Spain is currently facing a humanitarian and diplomatic crisis after thousands of Moroccans took advantage of relaxed border controls to reach the Spanish territory of Ceuta.

By Tuesday morning, around 6,000 people had crossed the border using inflatable boats or simply swimming into European territory, in what Spanish officials say is an record influx of migrants on the Spain's North African enclave of Ceuta.

Even though Spain has deployed reinforcements to its territory, migrants are still seen crossing the border at noon.

"I came here to cross illegally in order to secure my son's future because here in Tetouan there is nothing.
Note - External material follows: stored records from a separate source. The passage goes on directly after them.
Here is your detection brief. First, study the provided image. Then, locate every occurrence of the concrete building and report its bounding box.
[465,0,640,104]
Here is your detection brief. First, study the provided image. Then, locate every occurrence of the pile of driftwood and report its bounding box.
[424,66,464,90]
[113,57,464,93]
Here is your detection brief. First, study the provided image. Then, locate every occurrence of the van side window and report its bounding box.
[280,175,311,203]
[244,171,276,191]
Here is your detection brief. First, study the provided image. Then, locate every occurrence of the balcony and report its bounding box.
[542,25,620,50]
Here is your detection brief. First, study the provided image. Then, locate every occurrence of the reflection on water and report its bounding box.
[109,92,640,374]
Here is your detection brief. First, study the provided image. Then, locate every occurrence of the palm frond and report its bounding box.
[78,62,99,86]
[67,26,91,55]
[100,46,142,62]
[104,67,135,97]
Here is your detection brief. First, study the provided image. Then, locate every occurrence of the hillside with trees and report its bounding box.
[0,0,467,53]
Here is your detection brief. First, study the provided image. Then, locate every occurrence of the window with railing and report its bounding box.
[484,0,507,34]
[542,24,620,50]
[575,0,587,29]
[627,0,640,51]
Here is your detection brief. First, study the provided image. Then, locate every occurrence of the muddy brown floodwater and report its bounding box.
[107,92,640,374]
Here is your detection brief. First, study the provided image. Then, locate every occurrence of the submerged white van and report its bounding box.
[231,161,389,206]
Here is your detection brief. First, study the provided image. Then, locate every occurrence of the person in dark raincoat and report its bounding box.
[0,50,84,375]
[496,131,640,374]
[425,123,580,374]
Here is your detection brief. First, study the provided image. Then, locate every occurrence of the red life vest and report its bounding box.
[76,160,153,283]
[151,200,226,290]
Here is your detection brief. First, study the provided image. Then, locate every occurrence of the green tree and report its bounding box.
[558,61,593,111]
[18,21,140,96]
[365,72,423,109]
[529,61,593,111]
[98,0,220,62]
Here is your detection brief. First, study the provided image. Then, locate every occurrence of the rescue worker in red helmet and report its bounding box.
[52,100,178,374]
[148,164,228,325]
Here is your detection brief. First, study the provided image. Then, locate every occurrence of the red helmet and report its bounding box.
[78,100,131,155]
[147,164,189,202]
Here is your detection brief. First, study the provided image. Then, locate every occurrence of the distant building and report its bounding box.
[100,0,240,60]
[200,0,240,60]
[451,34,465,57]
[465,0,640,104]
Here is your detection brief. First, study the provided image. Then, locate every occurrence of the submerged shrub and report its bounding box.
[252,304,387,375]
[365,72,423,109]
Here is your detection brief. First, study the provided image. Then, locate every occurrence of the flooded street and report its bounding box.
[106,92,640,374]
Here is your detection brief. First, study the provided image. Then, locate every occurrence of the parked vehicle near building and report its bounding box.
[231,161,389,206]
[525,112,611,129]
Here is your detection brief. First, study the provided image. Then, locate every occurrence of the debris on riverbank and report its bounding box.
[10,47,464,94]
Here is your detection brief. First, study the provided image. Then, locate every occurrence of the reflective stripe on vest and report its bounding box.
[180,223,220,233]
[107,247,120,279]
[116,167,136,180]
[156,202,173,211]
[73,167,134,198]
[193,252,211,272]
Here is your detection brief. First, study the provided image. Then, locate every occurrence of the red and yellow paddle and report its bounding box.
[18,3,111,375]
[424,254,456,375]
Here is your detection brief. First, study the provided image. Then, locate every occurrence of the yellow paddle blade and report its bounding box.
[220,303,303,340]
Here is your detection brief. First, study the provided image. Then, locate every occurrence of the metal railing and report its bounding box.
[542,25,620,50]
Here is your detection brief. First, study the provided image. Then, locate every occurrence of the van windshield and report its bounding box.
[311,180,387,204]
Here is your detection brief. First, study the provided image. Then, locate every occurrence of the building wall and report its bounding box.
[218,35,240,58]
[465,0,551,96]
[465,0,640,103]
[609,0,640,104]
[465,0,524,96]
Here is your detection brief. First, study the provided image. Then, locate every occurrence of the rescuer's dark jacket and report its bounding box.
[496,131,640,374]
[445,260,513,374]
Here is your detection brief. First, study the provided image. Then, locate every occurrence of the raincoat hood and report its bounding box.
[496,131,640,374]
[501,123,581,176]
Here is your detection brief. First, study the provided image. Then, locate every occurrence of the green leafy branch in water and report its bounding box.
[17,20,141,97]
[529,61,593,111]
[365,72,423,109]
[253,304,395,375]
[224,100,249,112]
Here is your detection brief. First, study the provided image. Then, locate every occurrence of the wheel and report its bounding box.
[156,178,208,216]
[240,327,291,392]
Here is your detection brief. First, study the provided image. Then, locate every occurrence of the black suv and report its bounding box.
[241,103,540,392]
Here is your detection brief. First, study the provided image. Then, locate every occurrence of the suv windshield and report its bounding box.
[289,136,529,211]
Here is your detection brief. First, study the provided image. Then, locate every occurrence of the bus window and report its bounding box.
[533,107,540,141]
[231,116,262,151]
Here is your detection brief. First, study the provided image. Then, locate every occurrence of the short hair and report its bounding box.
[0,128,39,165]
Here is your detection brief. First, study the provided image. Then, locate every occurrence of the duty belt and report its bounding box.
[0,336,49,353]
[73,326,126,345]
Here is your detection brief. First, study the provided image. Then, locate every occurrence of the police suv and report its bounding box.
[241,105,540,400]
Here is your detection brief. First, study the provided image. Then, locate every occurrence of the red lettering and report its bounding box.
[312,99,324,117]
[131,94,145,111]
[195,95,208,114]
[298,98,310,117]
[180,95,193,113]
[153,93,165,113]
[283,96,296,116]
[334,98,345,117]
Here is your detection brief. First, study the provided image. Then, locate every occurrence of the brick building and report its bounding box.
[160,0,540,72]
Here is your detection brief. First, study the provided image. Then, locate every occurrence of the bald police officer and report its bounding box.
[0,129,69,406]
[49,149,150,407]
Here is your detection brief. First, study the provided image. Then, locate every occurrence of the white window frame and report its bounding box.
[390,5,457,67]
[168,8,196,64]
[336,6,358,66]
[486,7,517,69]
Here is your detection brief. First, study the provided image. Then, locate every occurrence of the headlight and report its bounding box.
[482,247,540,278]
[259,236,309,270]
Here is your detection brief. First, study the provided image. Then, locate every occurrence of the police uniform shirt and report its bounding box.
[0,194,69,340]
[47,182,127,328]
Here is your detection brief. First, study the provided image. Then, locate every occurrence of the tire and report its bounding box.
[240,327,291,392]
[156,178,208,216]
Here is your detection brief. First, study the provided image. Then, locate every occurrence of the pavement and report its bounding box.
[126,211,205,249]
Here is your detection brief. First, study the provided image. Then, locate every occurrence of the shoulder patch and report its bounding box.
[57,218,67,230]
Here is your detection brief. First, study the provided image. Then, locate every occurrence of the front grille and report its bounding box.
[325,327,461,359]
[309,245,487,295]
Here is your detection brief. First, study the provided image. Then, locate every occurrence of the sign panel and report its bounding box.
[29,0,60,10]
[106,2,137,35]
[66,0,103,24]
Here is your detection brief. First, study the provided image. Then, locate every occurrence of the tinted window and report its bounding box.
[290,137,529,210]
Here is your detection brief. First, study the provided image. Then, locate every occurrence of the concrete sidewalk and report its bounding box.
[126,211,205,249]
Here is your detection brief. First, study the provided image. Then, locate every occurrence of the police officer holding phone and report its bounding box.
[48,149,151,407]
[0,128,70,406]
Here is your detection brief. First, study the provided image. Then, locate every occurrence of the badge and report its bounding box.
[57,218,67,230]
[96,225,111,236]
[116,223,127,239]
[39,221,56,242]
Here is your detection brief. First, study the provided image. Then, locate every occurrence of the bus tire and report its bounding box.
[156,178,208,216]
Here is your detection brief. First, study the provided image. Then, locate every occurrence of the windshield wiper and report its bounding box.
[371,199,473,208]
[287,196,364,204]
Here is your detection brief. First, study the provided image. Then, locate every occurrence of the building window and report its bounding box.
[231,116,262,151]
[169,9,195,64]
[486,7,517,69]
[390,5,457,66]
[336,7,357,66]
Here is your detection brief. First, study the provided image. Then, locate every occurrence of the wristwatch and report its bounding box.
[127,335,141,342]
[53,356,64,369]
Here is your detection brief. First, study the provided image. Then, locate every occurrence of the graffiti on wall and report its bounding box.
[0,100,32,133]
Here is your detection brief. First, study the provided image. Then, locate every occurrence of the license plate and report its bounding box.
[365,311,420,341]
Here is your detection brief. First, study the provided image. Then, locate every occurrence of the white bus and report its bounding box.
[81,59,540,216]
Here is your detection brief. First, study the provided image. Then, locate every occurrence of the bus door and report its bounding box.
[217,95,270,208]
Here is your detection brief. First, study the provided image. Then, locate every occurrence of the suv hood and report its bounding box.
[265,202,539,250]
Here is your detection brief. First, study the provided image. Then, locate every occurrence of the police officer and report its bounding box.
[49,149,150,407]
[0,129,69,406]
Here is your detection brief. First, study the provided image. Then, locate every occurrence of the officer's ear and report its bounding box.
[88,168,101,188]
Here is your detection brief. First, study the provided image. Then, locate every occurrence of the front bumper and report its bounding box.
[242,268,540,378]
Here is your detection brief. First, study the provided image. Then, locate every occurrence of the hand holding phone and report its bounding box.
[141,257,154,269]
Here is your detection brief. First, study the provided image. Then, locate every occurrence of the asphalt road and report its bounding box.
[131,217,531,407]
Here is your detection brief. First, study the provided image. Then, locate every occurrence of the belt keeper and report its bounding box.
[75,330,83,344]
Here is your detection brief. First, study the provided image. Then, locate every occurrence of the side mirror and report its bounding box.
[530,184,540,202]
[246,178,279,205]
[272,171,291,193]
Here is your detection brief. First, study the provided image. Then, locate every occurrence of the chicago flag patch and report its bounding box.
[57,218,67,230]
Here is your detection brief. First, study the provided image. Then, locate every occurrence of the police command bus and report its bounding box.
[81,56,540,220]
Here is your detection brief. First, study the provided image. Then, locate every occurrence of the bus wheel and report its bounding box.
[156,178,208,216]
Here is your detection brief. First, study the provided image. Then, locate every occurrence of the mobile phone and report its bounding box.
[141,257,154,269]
As you may have noticed, this is a tourist town. We are going out to cross: either I'll die or I'll cross" declared Ouarda, a Moroccan mother of two, divorced and unemployed.

In the early hours of Tuesday, hundreds more men and women of all ages flocked to the Fnideq border post to try their luck at the crossing.

They walked down a path to the beach in their dozens, before running towards Ceuta along the coastline, as a handful of Moroccan policemen watched on without intervening.

"I saw on Facebook that it was possible to cross the border, so I took a taxi here with my friend as I can't feed my family anymore," 26-year-old Ouarda, from the neighbouring town of Tetouan, told AFP.

"When you have nothing (no money) to spend, you have to pay your rent and you have to take care of your children and parents, there is no room for fear," Ouarda adds.

A fourth of the migrants are minors - Spain

Spanish authorities have said some 2,700 people amongst those who reached Ceuta are thought to be teenagers.

The lack of job opportunities, and the poor conditions in Morocco have prompted many to risk it all crossing the border.

"I'm not afraid. If I stayed here I would be afraid. I have to leave to save myself", insists Mohammed, a Moroccan rapper who crossed the border.

Videos posted on social media showed dozens of migrants - some wearing just beachwear but others clad in normal outdoor clothes - setting off from rocky beachheads.

Some people also tried to go over the mountain that overhangs the beach.

"They stopped me from getting through, but I'm going to try again," said one 26-year-old jobseeker.

Spain and the EU express concerns

The Spanish government said it had already deported 1,500 migrants back to Morocco.

Spanish Prime Minister Pedro Sanchez, who was supposed to join the Paris summit on financing African economies, decided to cancel his trip at the last minute, in order to focus on the situation.

The Spanish interior ministry said "immediate reinforcements of the civil guard presence and national police" would be sent to Ceuta, totalling 200 additional officers.

It added that "Spanish and Moroccan authorities have recently reached an agreement concerning the return to their home country of Moroccan citizens arriving on the beach" at Ceuta, and that authorities from the two sides were in "permanent" contact.

EU commisionner Ylva Johansson has urged Morocco to prevent further "illegal crossings" to Spain's Ceuta, saying the influx of migrants was worrying.